Erano stati più di un'ora a parlare in un bar piuttosto affollato, ma non erano mancati gli sguardi e i sorrisi ammiccanti. Lui più volte si trattenne sulla scollatura di lei, accarezzando con lo sguardo quella sesta che trabordava dal reggiseno di pizzo nero. Anita avrebbe voluto sentire scorrere la lingua di lui tra i seni, lentamente, calda come quel porto che la scaldò in un istante.
Entrò in casa con in mano il casco, il portatile, la spesa, il giornale e si lasciò la porta alle spalle scaricando tutto il contenuto delle sue braccia per terra nel corridoio. Sfilò gli stivali bassi a punta e a piedi nudi si diresse verso il bagno. Passando davanti allo specchio non potè fare a meno di sorridere a quegli occhi impertinenti castani/verdi che la osservavano con una luminosità che era tutta sua.
Si spogliò e rimase in reggiseno, mentre seduta sul water faceva pipì. Quando si sfiorò per asciugarsi la sua mano rimase impigliata in quel riccioli scuri e al pensiero di quello che avrebbe fatto a quello sconosciuto, l'avesse avuto tra le mani in quel momento la portarono ad una eccitazione immediata. Indugiò un poco, tentata di prendersi un orgasmo li, seduta, ma preferì continuare a spogliarsi e si infilò sotto la doccia.
Riempì la mano di un bagnoschiuma che amava particolarmente per il suo profumo speziato, aprì il getto e cominciò a massaggiarsi il seno pesante, le braccia, per scendere sulla pancia e accarezzando le grandi cosce si diresse nuovamente al pube, che pulsante la implorava di darle pace. Dall'altra stanza John Coltrane accompagnava ogni suo movimento con la dolcezza della sua tromba.. mmm avesse avuto li lo sconosciuto di stasera, l'avrebbe costretto in ginocchio davanti a se, avrebbe voluto la sua lingua ovunque, con lente e ritmiche lappate, sarebbe venuta in piedi, infilando le mani nei capelli di lui.

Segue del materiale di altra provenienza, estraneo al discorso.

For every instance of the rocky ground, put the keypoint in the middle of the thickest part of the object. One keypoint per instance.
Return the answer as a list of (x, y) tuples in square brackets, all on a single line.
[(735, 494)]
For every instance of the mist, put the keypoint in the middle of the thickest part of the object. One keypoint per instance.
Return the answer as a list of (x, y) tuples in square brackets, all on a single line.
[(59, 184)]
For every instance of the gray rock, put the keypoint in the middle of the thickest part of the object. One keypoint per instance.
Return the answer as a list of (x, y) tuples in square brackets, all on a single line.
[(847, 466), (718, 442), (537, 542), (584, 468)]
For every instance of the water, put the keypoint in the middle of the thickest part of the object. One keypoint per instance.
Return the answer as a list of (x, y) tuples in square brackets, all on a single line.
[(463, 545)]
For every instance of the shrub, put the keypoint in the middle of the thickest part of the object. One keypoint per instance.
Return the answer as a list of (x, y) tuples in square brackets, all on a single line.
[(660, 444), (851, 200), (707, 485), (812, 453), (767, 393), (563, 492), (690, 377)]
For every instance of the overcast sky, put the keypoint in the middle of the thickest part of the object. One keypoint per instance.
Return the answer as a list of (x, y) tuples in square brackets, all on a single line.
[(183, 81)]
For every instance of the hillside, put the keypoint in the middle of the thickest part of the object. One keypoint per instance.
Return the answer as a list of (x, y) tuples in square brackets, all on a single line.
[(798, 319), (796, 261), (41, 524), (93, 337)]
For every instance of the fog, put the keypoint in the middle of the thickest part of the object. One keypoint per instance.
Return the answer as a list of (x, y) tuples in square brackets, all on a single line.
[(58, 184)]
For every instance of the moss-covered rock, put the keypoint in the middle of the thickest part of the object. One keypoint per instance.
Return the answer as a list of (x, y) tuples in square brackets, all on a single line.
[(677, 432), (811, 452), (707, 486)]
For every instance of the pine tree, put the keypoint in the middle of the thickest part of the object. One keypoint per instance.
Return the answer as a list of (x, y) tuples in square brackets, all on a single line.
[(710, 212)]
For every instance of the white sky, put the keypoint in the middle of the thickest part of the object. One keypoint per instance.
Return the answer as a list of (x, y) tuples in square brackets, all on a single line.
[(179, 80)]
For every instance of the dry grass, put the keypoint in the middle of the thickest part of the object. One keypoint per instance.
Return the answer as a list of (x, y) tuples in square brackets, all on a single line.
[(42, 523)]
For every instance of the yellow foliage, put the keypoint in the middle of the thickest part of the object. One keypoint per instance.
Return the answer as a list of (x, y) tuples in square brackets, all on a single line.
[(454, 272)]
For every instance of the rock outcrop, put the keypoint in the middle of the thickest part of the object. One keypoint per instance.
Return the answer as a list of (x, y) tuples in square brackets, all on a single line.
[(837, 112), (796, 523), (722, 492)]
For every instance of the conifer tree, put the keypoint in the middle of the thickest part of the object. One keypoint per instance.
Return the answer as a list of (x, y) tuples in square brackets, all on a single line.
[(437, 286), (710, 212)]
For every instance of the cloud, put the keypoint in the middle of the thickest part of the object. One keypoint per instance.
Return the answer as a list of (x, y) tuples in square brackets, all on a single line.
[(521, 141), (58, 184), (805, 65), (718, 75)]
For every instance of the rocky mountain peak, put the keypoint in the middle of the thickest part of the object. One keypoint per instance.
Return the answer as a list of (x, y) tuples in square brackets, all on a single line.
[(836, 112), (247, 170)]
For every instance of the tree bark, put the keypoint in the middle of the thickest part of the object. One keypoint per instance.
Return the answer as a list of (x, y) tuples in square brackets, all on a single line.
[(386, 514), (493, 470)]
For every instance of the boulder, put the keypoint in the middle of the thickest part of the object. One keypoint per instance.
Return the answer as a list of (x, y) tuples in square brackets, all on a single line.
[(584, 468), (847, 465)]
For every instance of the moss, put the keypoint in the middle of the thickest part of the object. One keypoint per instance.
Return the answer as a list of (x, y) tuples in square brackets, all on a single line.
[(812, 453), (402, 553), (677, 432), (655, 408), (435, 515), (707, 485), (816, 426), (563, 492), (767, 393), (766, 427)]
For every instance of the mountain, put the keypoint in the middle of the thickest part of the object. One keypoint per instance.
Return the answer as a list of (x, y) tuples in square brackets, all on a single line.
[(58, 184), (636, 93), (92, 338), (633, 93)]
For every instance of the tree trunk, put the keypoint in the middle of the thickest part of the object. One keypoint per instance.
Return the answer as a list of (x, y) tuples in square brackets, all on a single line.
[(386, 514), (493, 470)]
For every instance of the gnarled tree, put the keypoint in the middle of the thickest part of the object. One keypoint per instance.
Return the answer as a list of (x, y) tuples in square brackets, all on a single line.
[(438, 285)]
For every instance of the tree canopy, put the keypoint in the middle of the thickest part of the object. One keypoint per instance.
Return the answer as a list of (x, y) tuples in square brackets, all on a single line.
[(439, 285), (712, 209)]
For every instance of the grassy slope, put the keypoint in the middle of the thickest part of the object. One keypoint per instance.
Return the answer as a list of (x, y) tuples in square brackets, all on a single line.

Uscendo dalla doccia si avvolse nel grande asciugamano azzurro, si spostò in camera lasciando le impronte sul pavimento di marmo scuro del bagno, aprì il cassetto dove teneva i suoi "giochini" e ne estrasse una sciarpa di lino, la quale teneva avvolta una cintura di cuoio da legare in vita con un dispositivo al quale infilare un pene in lattice, lo montò e lo indossò, stringendo le cinghiette laterali, facendosele passare tra le natiche.
Quando passò nuovamente davanti al grande specchio del corridoio il pene spuntò dall'asciugamano che l'avvolgeva e Anita ebbe l'impulso di prenderlo in mano e accarezzarlo come avrebbe fatto se lui fosse stato li... ancora in ginocchio di fronte a se, l'avrebbe costretto nuovamente a restare inginocchiato, avrebbe cosparso le natiche di quell'uomo dal corpo forte e muscoloso di gel e l'avrebbe lentamente massaggiato, poi leggermente sculacciato, per prepararlo dapprima con le mani a quella penetrazione che l'avrebbe portato ad una erezione esemplare.
Anita si diresse verso la camera rischiarata solamente dalla luce dei lampioni arancioni, estrasse il pene dal suo supporto, lo infilò in bocca lentamente, poi cominciò a toccarsi e a strusciare il glande di gomma sul suo clitoride, per poi infilarlo prima lentamente, poi sempre più velocemente dentro di se, fino a raggiungere un orgasmo lento e sincopato, come la tromba di Coltrane.